Chinese tech giant Baidu rolled out two new, free-to-use artificial intelligence models on Sunday, marking its latest effort to catch up in China’s rapidly evolving AI landscape. The releases included the company’s inaugural reasoning-focused model. While experts have reacted positively to the new models, they also highlight the challenges Baidu faces in this competitive arena.
“Baidu is clearly in catch-up mode, largely due to its slow innovation pace and underestimating rapid shifts in market dynamics,” explained Wei Sun, principal analyst of artificial intelligence at Counterpoint Research. Baidu’s new reasoning model, ERNIE X1, is designed to break down complex tasks and consider multiple approaches, similar to human thought processes. The company claims its model delivers performance comparable to DeepSeek R1, a competing model from the startup DeepSeek, but at half the cost.

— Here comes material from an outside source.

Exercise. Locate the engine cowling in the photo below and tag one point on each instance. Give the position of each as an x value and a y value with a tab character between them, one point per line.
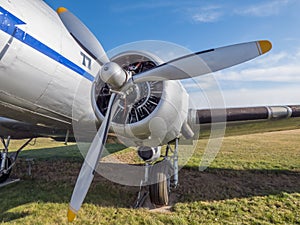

Baidu’s new models come as the company plans to transition towards an open-source strategy. However, some in the industry see this as a reactive move. Lian Jye Su, chief analyst at Omdia, told CNBC that despite being a positive development, the new models reveal that Baidu is playing catch-up in the market.
Baidu has faced challenges since launching its first generative AI platform to the public in 2023, one of China’s first responses to OpenAI’s ChatGPT. Baidu’s Ernie product has been surpassed by competitors, including AI models from startups and large tech companies like Alibaba and ByteDance. Experts cite issues with Baidu’s innovation pace and its approach to model development.
Ray Wang, principal analyst and founder of Constellation Research, told CNBC that Baidu fell behind by building proprietary models and competing for AI funding. He added that the company has also been affected by government crackdowns.
“Using a closed-source approach means that [Baidu] was training its model from scratch whereas the open-source models were able to leverage certain parts that were communal to developers,” said Kai Wang, a senior equity analyst for Morningstar. Baidu has announced that it will open-source its next-generation AI model, Ernie, starting June 30, according to Reuters.
Omdia’s Su noted that Baidu is “merely following the footstep” of its biggest competitors in China, which have already released open-source models. Morningstar’s Wang suggests that the key differentiator in Chinese AI models is the data they use and their application use cases. Baidu benefits from a wide range of popular applications and services, including its search engine, which gives it the potential to maintain its position.
During an earnings call last year, Baidu CEO Robin Li expressed his expectation that generative AI would make Baidu Search the “new killer app in the age of AI.” As Wang from Constellation Research put it, “The secret to AI is data, chips, good math, and cheap energy … You have to have data to play. They have the data.”